ISU audiology team gives hearing aids and tests to Peruvian villagers
For the third year in a row, a group of students and faculty from Idaho State University went on a humanitarian trip to Peru.
They provided health services, including new hearing aids, for hundreds of Peruvian villagers.
Bailey Neuhaus, a third-year audiology student at ISU, along with three faculty members from the audiology department, spent 10 days in and around Cuzco, Peru over spring break in March.
They went to five different villages. Each day when they went to a village, they set up clinic. They tested how well their eardrums were functioning, testing their hearing, asked if there was any ear pain, cleaned out lots of earwax from their ears so they could hear better and if they qualified, gave them a new hearing aid.
“What I really appreciated is that we were seeing the same concerns that we see in the states every day in clinics and class,” Neuhaus said. “I thought that was really neat because it just goes to show that communication is important and being able to hear to communicate is important across different countries, and languages.”

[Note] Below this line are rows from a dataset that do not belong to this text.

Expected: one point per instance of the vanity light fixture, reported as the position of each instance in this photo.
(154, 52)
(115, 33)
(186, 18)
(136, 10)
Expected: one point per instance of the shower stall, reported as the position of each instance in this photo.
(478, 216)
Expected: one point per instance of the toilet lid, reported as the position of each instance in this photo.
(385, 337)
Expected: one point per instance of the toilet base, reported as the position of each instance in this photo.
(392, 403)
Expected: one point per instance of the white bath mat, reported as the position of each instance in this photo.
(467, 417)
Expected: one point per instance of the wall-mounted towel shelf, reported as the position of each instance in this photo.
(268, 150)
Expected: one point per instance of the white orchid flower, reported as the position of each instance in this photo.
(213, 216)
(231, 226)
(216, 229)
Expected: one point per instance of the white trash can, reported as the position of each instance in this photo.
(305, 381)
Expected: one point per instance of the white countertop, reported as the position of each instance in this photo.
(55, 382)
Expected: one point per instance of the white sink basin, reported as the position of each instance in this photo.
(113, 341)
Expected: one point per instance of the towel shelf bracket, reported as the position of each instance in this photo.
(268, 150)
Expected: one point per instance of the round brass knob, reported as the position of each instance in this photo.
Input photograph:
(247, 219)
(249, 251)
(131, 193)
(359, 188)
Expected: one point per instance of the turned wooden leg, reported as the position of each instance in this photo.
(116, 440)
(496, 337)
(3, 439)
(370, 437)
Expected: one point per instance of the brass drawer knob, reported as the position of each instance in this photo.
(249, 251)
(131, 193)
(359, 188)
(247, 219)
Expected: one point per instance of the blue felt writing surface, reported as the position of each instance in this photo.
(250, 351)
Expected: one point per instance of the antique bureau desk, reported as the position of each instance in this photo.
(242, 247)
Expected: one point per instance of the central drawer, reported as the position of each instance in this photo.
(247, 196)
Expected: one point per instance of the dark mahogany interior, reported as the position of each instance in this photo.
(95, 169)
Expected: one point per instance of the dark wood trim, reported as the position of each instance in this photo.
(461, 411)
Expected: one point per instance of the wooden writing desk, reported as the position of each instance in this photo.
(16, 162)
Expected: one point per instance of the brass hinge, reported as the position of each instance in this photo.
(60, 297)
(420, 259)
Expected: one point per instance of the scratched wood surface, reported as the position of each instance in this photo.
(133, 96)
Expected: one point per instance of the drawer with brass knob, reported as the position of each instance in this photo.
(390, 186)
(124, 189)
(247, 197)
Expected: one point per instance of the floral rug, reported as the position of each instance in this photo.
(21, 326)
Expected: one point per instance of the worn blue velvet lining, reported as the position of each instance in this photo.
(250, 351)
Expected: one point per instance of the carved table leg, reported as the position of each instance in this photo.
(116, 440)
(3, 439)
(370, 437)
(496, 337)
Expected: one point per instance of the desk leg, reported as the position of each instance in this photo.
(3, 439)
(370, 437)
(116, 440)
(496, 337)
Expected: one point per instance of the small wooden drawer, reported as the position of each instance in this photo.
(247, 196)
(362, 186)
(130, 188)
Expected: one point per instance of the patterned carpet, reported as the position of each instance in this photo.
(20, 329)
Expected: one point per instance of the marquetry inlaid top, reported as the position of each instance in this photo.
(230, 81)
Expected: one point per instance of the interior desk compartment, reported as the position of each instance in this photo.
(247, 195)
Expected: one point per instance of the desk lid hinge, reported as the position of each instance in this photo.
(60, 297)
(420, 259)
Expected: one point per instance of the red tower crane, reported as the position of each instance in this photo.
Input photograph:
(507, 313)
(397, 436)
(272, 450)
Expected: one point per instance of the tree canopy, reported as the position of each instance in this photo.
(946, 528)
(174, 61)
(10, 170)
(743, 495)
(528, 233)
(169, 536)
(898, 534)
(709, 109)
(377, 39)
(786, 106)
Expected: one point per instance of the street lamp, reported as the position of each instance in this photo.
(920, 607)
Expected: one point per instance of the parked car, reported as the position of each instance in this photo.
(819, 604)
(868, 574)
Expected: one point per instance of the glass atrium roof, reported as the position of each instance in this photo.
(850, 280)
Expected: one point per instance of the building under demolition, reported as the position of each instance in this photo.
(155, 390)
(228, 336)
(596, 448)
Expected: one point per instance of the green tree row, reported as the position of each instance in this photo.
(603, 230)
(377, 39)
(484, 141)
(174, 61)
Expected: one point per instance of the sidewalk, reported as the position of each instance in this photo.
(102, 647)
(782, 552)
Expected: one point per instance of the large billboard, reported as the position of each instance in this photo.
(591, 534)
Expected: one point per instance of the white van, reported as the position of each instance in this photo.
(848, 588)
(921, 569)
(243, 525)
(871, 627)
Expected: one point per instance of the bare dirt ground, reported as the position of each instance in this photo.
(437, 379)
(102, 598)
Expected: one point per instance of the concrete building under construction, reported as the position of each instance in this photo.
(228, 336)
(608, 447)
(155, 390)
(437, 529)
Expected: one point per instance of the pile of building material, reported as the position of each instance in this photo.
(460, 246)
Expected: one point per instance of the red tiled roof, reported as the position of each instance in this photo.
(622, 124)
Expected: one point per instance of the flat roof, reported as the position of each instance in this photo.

During their trip, the audiology team saw more than 200 villagers in their clinics and ended up fitting 24 people with new hearing aids, along with a year’s supply of batteries.
Neuhaus said she was touched by how grateful all the villagers were and that clinics were her favorite part of the trip.
She said they got to visit the Incan ruins and climb Macchu Piccu, which she loved. But she said working the clinics and meeting the villagers was her favorite part.
She said she plans to try and go back next year.
“I absolutely loved it,” she added. “I had a feeling that outreach is what I want to do when i graduate and it just solidified all that for me.”
The clinics were done as part of a mission with Idaho Condor, a nonprofit that provides medical care to Peruvians in need. The clinics included other areas of health care too, like nursing, dental care, women’s health and pharmacy.